Selena was silent for several beats. “I’m concerned about this politician’s call,” she admitted. “Your case is one of first impression in this district, and with Andy running for office, rife with political fodder. If conservative groups jumped on it, they could make a public campaign of your personal matter. It would distort the facts and make a real mess, never mind the unwanted attention to you.”

“Isn’t the Republic of Santa Monica the most liberal enclave in the country?” Maryn asked.

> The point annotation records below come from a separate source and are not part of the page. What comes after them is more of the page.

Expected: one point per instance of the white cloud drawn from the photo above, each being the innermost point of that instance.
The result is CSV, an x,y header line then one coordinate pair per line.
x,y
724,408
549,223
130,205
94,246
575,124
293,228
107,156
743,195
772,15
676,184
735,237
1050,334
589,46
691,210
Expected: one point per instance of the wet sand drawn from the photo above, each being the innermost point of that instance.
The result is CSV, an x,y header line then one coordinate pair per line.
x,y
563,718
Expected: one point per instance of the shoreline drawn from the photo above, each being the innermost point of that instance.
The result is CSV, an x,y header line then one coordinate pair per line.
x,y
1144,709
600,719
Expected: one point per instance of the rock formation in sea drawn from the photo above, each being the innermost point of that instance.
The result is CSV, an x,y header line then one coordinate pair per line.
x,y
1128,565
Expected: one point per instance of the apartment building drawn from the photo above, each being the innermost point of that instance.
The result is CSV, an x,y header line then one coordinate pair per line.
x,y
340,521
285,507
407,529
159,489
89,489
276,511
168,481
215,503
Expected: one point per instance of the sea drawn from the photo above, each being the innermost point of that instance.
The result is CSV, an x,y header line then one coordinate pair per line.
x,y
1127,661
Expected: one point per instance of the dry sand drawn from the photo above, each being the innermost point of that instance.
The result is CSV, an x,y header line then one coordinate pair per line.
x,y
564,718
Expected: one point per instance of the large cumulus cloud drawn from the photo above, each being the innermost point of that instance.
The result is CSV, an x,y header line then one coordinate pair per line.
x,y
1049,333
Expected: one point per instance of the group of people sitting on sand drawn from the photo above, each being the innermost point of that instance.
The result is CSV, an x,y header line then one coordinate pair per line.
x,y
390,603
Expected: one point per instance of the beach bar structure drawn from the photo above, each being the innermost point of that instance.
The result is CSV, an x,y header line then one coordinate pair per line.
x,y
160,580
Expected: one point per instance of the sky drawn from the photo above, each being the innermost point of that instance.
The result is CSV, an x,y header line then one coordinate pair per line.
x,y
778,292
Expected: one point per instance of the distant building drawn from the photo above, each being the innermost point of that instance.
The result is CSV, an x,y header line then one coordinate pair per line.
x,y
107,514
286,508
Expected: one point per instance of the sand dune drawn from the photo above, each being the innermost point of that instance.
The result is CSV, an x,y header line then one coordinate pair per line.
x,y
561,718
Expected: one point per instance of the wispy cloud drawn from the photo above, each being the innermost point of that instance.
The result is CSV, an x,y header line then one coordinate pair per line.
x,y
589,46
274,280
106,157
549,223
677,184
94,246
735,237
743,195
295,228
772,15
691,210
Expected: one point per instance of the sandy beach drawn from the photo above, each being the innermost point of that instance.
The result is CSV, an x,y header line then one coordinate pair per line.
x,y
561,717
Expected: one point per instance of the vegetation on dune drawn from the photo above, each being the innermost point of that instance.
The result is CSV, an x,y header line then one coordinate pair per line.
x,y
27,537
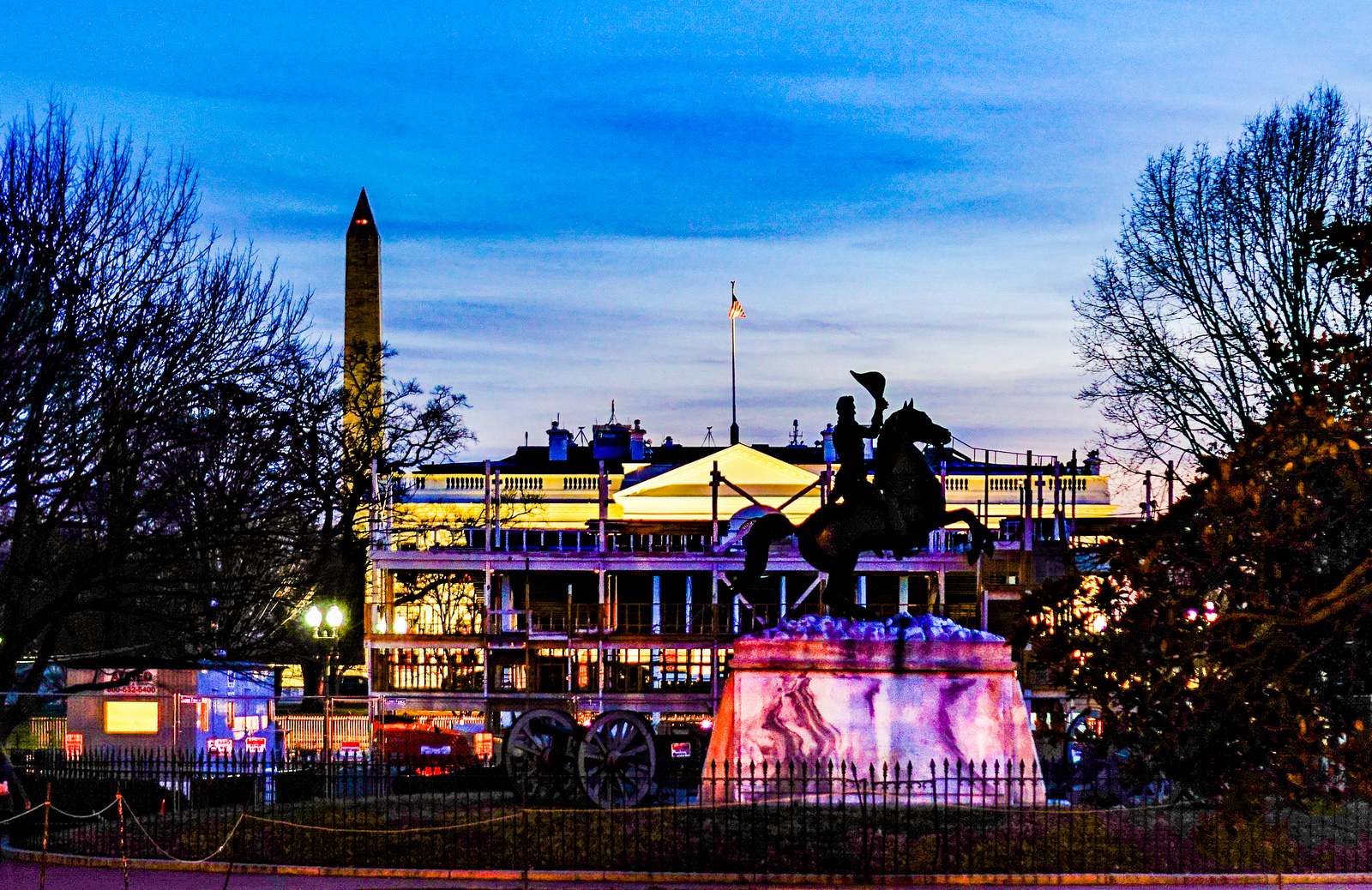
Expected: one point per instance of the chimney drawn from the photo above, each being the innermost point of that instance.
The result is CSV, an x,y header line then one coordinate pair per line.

Selena laughed. “Maybe next to Oberlin College.” She named her alma mater. “Santa Monica has a small but fervent right to life community. They are educated and articulate, and would be delighted to discover a vehicle for their cause. My concern is that if they seize on this issue, they can garner significant funds from more powerful out-of-state groups with the same agenda. The Mormon Church of Utah supplied much of the funding to support California’s Proposition 8’s ban on gay marriage.”

“Surely it won’t come to that,” Maryn dismissed. “That was media madness. I’m nowhere near that important.”

“Don’t underestimate the emotions this case could stir up.” Selena’s tone was troubled. “On the legal case, we’ll wait for the court. On this Webb Garner thing, I’m going to make a few calls.”

Maryn thanked Selena for her time and hung up. The office was silent and closed but she didn’t move. She stared at the phone. She stared at the framed picture of her horse Jethro. It seemed surreal to her that she was in the exact same spot, everything completely unchanged, as when she got the call from Webb Garner, yet her whole world felt tipped on its axis.